Productivity Differences

Quarterly Journal of Economics 2001 116(2), 563-606
Many technologies used by the LDCs are developed in the OECD economies and are designed to make optimal use of the skills of these richer countries' workforces. Differences in the supply of skills create a mismatch between the requirements of these technologies and the skills of LDC workers, and lead to low productivity in the LDCs. Even when all countries have equal access to new technologies, this technology-skill mismatch can lead to sizable differences in total factor productivity and output per worker. We provide evidence in favor of the cross-industry productivity patterns predicted by our model, and also show that technology-skill mismatch could account for a large fraction of the observed output per worker differences in the data.

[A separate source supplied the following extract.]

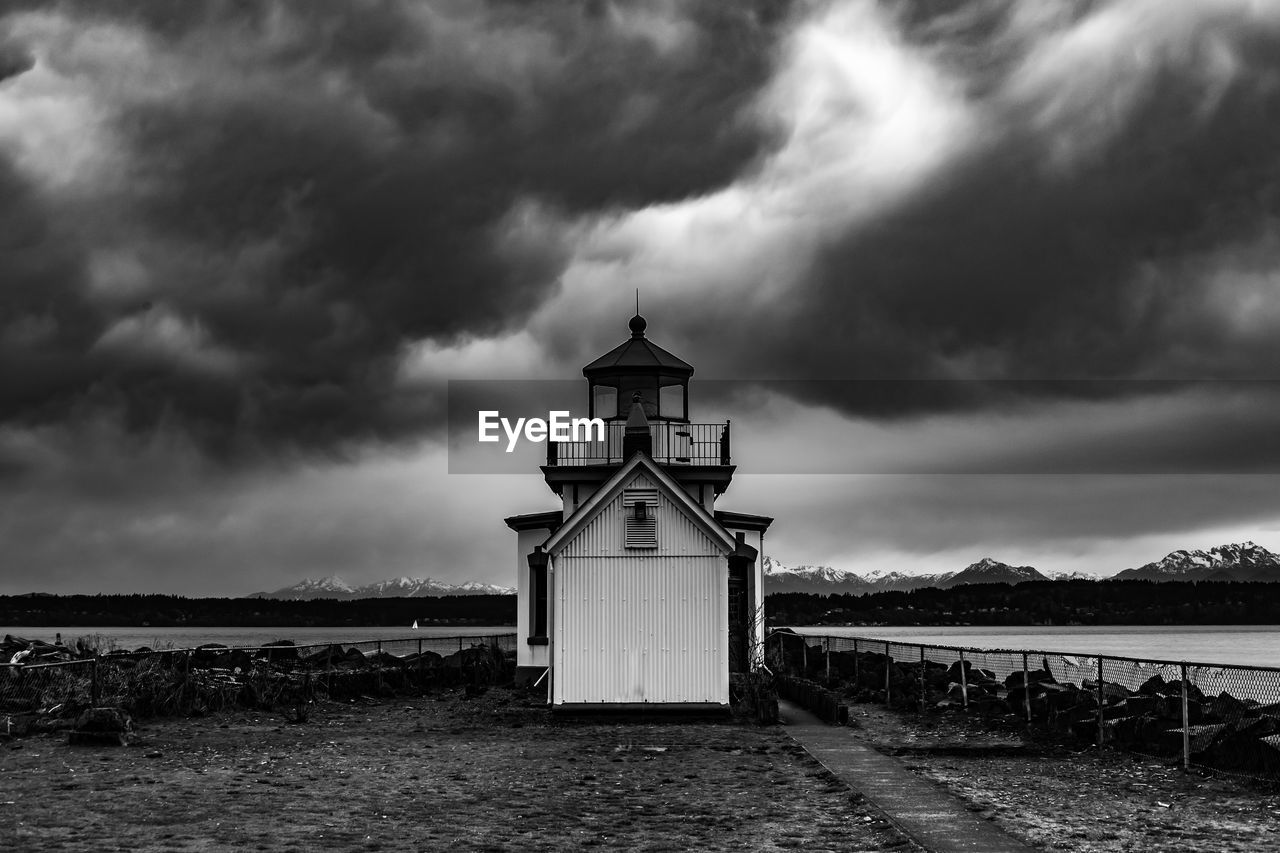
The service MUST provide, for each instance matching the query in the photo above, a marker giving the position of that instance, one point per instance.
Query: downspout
(552, 625)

History, Expectations, and Leadership in the Evolution of Social Norms

Review of Economic Studies 2015 82(2), 423-456
We study the evolution of a social norm of “cooperation” in a dynamic environment. Each agent lives for two periods and interacts with agents from the previous and next generations via a coordination game. Social norms emerge as patterns of behaviour that are stable in part due to agents' interpretations of private information about the past, influenced by occasional commonly observed past behaviours. For sufficiently backward-looking societies, history completely drives equilibrium play, leading to a social norm of high or low cooperation. In more forward-looking societies, there is a pattern of “reversion” whereby play starting with high (low) cooperation reverts towards lower (higher) cooperation. The impact of history can be countered by occasional “prominent” agents, whose actions are visible by all future agents and who can leverage their greater visibility to influence expectations of future agents and overturn social norms of low cooperation.

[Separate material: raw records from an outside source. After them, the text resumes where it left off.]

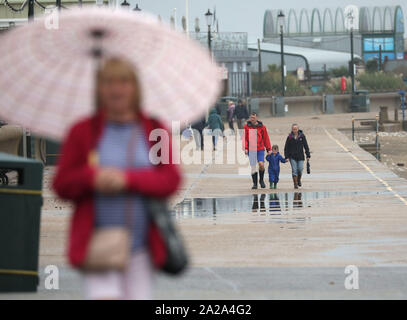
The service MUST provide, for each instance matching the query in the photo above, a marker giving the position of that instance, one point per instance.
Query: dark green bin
(20, 211)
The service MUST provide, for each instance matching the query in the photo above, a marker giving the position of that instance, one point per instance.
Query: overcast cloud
(245, 15)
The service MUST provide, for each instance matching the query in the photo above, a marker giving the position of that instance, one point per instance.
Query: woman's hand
(110, 180)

Why Did the West Extend the Franchise? Democracy, Inequality, and Growth in Historical Perspective

Quarterly Journal of Economics 2000 115(4), 1167-1199
During the nineteenth century most Western societies extended voting rights, a decision that led to unprecedented redistributive programs. We argue that these political reforms can be viewed as strategic decisions by the political elite to prevent widespread social unrest and revolution. Political transition, rather than redistribution under existing political institutions, occurs because current transfers do not ensure future transfers, while the extension of the franchise changes future political equilibria and acts as a commitment to redistribution. Our theory also offers a novel explanation for the Kuznets curve in many Western economies during this period, with the fall in inequality following redistribution due to democratization.

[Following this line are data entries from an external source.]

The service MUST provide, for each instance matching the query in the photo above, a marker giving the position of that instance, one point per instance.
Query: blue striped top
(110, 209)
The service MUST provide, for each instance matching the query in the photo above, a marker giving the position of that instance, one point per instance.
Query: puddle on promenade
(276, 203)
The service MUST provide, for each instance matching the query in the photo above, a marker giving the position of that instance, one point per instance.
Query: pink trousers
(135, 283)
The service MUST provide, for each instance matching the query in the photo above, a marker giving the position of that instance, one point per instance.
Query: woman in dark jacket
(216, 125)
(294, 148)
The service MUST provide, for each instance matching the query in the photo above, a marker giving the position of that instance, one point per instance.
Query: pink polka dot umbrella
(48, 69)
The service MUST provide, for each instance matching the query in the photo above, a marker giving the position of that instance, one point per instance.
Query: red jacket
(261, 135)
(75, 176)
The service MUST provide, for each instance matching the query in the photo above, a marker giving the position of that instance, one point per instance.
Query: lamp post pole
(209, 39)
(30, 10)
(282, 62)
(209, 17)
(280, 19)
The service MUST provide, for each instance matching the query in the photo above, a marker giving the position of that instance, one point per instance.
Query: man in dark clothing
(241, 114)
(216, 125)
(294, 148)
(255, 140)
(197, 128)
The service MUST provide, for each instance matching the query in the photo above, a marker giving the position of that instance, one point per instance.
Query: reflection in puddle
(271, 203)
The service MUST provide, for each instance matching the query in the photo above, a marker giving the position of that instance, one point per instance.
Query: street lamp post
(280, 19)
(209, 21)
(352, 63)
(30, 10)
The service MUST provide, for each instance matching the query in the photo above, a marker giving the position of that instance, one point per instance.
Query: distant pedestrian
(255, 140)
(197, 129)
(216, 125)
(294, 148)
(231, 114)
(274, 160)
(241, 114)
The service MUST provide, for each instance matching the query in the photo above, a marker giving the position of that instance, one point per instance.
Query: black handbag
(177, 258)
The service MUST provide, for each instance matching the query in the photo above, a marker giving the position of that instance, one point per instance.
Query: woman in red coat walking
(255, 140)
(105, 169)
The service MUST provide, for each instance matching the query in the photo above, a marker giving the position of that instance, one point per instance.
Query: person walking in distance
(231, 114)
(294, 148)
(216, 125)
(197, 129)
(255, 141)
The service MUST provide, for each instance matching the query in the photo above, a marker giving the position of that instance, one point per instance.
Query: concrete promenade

Why Do Firms Train? Theory and Evidence

Quarterly Journal of Economics 1998 113(1), 79-119
This paper offers a theory of training whereby workers do not pay for the general training they receive. The superior information of the current employer regarding its employees' abilities relative to other firms creates ex post monopsony power, and encourages this employer to provide and pay for training, even if these skills are general. The model can lead to multiple equlibria. In one equilibrium quits are endogenously high, and as a result employers have limited monopsony power and provide little training, while in another equilibrium quits are low and training is high. Using microdata on German apprentices, we show that the predictions of our model receive some support from the data.